Talent exodus making ACL tougher for Japan's clubsBy JOHN DUERDEN , Associated Press
Apr. 22, 2013 2:38 AM ET
While Japan's national team is on course to become the first to qualify for the 2014 World Cup, Japanese clubs are finding the 2013 Asian Champions League much harder to handle with three of four representatives far from certain of advancing to the second round.
Having top talent heading to Europe in increasing numbers may have helped Japan in the international arena, including a win over France in Paris last year, but the exodus of players has made it more difficult for domestic clubs to compete closer to home against South Korea and, increasingly, China.
Japan has had only one representative in the ACL quarterfinal stage in the last three years — eight Korean clubs have reached the quarterfinals during the same period — making the penultimate round of the group stage vital for J-League clubs this week.
Only Kashiwa Reysol appears almost certain to finish in the top two in its group and secure a place in the knockout stage.

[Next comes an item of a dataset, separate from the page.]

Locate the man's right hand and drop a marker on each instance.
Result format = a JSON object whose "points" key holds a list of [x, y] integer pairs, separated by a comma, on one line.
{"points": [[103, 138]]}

The 2011 J-League champion won three of its first four group games, which is one more victory than Sanfrecce Hiroshima, Vegalta Sendai and Urawa Reds have managed collectively.
Urawa hosts Chinese champion Guangzhou Evergrande in the biggest clash of the week. Guangzhou is full of stars and is under the direction of 2006 World Cup winning coach Marcello Lippi. Urawa, which won the 2007 Asian title, knows that anything less than a win is likely to seal its elimination.
"I still think that we can progress to the next round," Urawa's Serbian coach Mihailo Petrovic said. "We have a tough game against Guangzhou but we are ready for it."
A draw will be enough for Lippi and his men to book a place in the last 16, and they're cautiously optimistic.
"We are at top, but the situation of this group can change easily," he said.
Sendai recovered from a poor start to defeat FC Seoul of South Korea in the previous round, its first ever win in the ACL tournament. The 2012 J-League runner-up faces a tough task to Buriram United of Thailand.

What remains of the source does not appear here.